Currently mitral valve insufficiency is treated by either repairing or replacing the valve. Surgical procedures used to repair the valve including ring posterior annuloplasty which consists of sewing a C or D-shaped ring around the posterior leaflet of the mitral valve and drawing in the annulus, reducing its previously enlarged diameter. Another method is to approximate the anterior and posterior mitral leaflets (Alfieri repair) by placing one suture through the center of both leaflets. This gives the valve a figure 8-shaped appearance when the valve is opened. When the mitral valve is replaced, the original leaflets are removed and the chordae are cut. An artificial valve consists of mechanical or tissue leaflets suspended on struts attached to a metal stent, and is sutured into place on the mitral annulus.
It has been argued that valve repair is preferable to valve replacement if the leaflet-chordae-papillary connections can be maintained. Heart wall stress will increase if the chordae are cut during valve replacement. It has been shown that by severing the chordae there can be 30 percent (30%) reduction in chamber function. Mitral valve replacement has high mortality in very sick, chronic heart failure patients.
SUMMARY OF THE INVENTION
The present invention pertains to a device and method for mitral valve repair. The mitral valve is generally defined as its leaflets or cusps, but in reality, it actually consists of the entire left ventricle chamber. By creating an improved chamber geometry, both chamber and valve function will be improved. The device of the present invention and method for valve repair/replacement can include treatment for chronic heart failure by reducing left ventricular wall tension.
In one embodiment of the present invention, the valve repair device includes an elongate tension member having a first end and second end. The basal anchor is disposed at the first end and the secondary anchor is disposed at the second end.
The basal anchor could include a pad and annuloplasty ring or the like. Alternately an artificial heart valve could serve as the basal anchor.
Tension members can be substantially rigid or substantially flexible. The secondary anchor can include a hook-shaped papillary muscle tissue loop, screw-shaped tissue anchor or transmural anchor pad.
The method of the present invention providing a tension member having a first end and a second end. The tension member has a basal anchor at the first end and a secondary anchor at the second end. The basal anchor is anchored proximate to the valve such that the tension member is disposed in the chamber. The secondary anchor is anchored to a portion of the heart spaced from the basal anchor such that the tension member is under tension and the geometry of the chamber has been altered by placement of the tension member.

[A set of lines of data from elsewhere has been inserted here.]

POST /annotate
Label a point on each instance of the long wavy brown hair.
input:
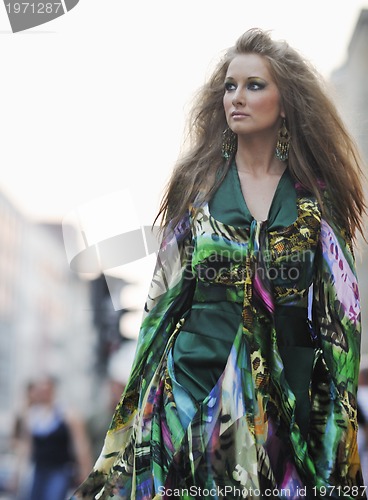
(323, 157)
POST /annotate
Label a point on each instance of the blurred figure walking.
(59, 448)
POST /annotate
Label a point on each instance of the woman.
(245, 377)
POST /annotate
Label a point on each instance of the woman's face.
(251, 100)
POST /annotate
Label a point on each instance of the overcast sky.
(94, 102)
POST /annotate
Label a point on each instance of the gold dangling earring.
(283, 143)
(228, 143)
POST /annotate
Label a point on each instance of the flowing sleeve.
(337, 325)
(169, 296)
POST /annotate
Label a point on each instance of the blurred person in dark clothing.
(58, 444)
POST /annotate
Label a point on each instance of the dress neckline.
(240, 196)
(227, 206)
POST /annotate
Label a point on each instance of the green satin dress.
(202, 348)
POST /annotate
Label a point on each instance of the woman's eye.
(229, 86)
(255, 86)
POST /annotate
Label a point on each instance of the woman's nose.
(238, 97)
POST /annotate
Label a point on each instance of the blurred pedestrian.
(59, 449)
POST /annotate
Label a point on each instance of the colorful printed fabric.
(243, 440)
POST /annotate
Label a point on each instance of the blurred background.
(93, 104)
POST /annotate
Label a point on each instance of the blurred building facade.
(46, 318)
(351, 89)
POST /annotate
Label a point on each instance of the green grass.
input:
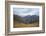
(20, 25)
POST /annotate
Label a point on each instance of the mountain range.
(27, 19)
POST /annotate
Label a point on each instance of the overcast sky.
(25, 11)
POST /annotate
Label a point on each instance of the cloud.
(26, 11)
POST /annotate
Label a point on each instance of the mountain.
(27, 19)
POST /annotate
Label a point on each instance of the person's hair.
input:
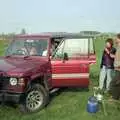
(109, 40)
(118, 35)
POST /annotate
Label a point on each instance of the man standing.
(115, 84)
(107, 64)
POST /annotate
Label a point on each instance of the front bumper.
(11, 97)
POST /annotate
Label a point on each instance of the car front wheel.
(35, 99)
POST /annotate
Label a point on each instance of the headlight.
(13, 81)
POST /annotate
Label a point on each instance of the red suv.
(35, 64)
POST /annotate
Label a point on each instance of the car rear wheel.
(35, 99)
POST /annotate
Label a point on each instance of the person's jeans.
(105, 73)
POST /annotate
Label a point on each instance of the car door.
(70, 64)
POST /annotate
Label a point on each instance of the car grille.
(4, 82)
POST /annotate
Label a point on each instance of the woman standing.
(107, 64)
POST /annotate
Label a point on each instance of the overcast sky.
(59, 15)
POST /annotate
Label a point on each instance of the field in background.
(66, 104)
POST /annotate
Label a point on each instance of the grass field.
(67, 104)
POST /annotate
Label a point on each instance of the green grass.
(67, 104)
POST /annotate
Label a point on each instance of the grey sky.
(59, 15)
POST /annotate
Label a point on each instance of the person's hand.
(107, 51)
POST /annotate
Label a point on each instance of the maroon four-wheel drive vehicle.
(35, 64)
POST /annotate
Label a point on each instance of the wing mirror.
(65, 56)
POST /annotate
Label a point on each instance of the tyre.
(35, 99)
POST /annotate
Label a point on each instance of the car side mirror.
(65, 56)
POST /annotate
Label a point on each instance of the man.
(115, 84)
(107, 64)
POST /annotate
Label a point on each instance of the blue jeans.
(105, 73)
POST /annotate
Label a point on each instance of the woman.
(107, 64)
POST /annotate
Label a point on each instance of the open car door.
(70, 62)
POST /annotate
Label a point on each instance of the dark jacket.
(107, 60)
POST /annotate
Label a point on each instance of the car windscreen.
(28, 47)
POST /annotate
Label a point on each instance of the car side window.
(76, 47)
(73, 48)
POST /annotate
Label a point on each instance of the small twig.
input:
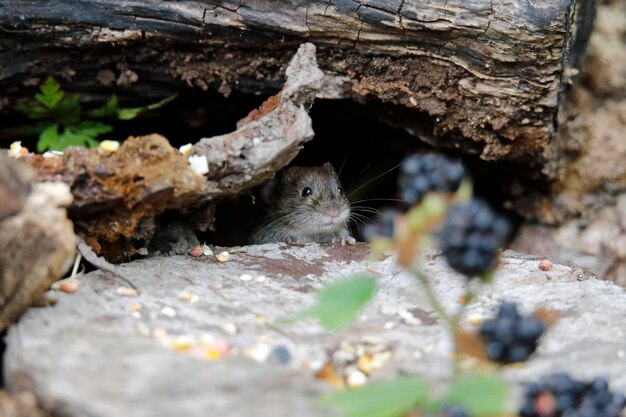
(433, 300)
(79, 257)
(99, 262)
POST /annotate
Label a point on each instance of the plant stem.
(433, 300)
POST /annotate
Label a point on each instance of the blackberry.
(471, 236)
(420, 174)
(383, 226)
(559, 395)
(511, 337)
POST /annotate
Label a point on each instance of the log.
(488, 77)
(37, 243)
(120, 196)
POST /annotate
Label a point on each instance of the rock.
(100, 354)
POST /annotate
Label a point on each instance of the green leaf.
(92, 129)
(480, 395)
(109, 109)
(381, 399)
(339, 303)
(51, 93)
(48, 138)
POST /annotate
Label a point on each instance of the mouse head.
(312, 196)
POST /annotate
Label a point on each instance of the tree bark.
(486, 76)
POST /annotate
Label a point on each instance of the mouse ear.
(329, 168)
(267, 190)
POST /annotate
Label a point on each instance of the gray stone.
(91, 355)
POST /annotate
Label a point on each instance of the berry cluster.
(471, 236)
(420, 174)
(383, 226)
(511, 337)
(558, 395)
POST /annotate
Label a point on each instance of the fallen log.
(37, 243)
(119, 197)
(488, 77)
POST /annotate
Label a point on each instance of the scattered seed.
(365, 364)
(68, 285)
(142, 329)
(496, 296)
(196, 251)
(168, 312)
(281, 354)
(159, 333)
(476, 318)
(389, 325)
(356, 379)
(188, 297)
(545, 265)
(198, 164)
(109, 145)
(229, 328)
(379, 359)
(206, 251)
(223, 256)
(185, 150)
(388, 310)
(258, 353)
(126, 292)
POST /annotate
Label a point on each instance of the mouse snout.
(333, 210)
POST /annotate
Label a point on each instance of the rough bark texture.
(485, 76)
(119, 196)
(101, 354)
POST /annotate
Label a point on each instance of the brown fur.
(293, 217)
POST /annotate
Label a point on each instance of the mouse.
(305, 204)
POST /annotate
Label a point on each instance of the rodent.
(306, 204)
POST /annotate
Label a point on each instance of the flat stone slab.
(100, 353)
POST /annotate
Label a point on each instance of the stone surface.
(96, 353)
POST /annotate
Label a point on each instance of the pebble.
(545, 265)
(126, 292)
(187, 297)
(168, 312)
(281, 354)
(222, 256)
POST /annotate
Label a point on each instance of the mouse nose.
(333, 211)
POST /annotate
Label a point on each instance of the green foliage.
(59, 120)
(382, 399)
(480, 396)
(339, 303)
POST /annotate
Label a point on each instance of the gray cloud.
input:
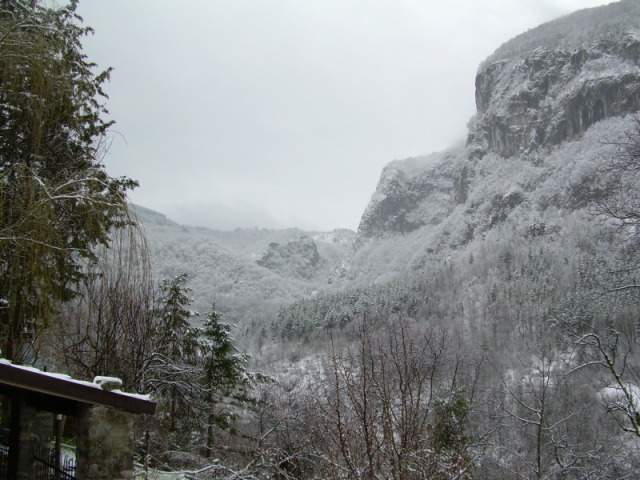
(289, 109)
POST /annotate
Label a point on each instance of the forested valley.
(482, 323)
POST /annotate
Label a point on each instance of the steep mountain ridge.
(551, 103)
(247, 270)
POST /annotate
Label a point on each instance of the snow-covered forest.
(481, 323)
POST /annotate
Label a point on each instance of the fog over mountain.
(509, 248)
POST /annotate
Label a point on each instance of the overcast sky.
(282, 113)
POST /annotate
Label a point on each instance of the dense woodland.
(516, 356)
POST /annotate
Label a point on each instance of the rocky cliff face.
(584, 68)
(550, 103)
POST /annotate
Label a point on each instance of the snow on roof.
(63, 386)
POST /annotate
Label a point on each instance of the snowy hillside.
(247, 270)
(550, 103)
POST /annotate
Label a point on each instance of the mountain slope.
(238, 270)
(551, 103)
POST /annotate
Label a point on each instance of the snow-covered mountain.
(246, 272)
(551, 103)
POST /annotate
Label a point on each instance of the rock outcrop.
(298, 258)
(551, 103)
(585, 69)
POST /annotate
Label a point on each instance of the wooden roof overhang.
(61, 394)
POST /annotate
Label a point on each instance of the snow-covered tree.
(56, 200)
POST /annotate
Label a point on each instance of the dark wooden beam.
(65, 389)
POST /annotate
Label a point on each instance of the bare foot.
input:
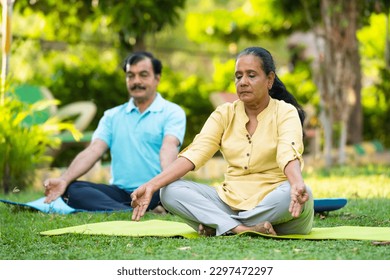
(206, 231)
(159, 210)
(264, 227)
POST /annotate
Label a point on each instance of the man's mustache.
(137, 87)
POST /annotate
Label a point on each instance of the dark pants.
(101, 197)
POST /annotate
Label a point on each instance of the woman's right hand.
(54, 188)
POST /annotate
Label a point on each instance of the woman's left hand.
(140, 200)
(299, 196)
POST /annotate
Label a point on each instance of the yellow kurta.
(255, 163)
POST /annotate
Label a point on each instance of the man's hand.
(54, 188)
(299, 196)
(140, 200)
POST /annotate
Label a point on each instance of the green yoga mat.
(160, 228)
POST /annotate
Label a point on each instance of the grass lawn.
(367, 189)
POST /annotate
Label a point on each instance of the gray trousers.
(200, 204)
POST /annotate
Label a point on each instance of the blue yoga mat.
(57, 206)
(328, 204)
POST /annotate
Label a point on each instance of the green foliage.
(249, 20)
(300, 83)
(24, 147)
(191, 93)
(377, 124)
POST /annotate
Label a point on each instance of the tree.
(130, 20)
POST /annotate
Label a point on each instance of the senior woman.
(260, 137)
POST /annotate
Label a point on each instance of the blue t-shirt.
(135, 139)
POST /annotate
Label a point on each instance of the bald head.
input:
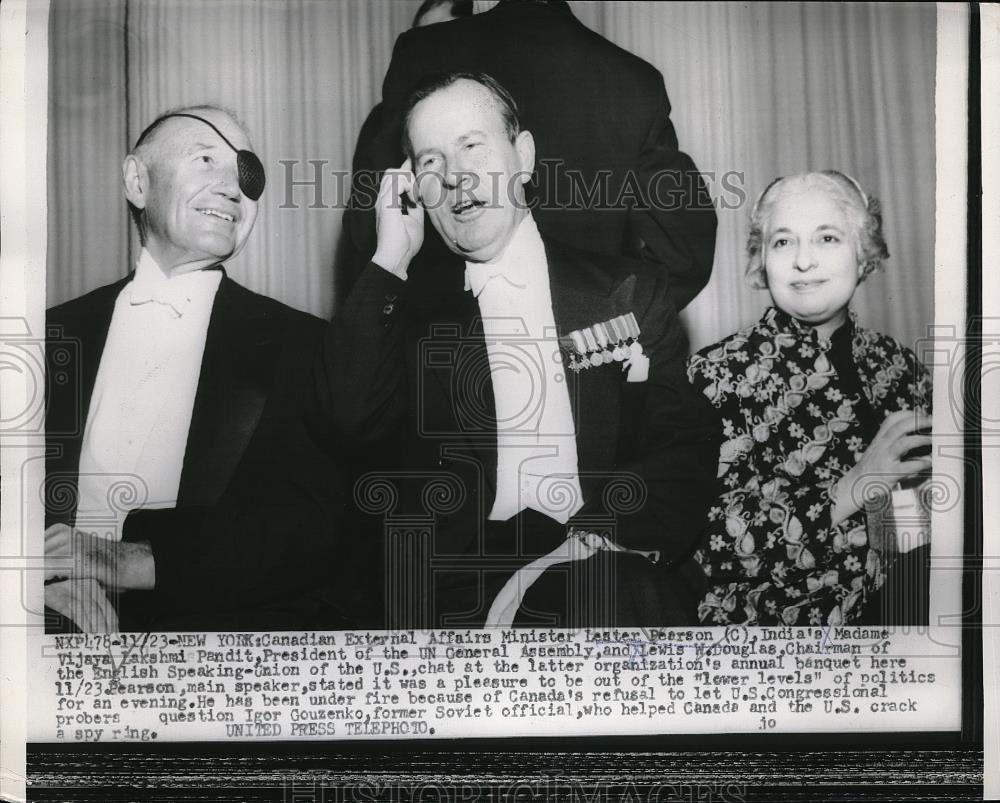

The basal anchor can include an artificial heart valve, annuloplasty ring or the like. The secondary anchor can be anchored to a papillary muscle or transmurally anchored.
More than one tension member can be used. Additionally, a transverse tension member can be placed across the chamber generally perpendicular to the other tension members to further alter the geometry of the heart, reducing wall stress and improving chamber performance.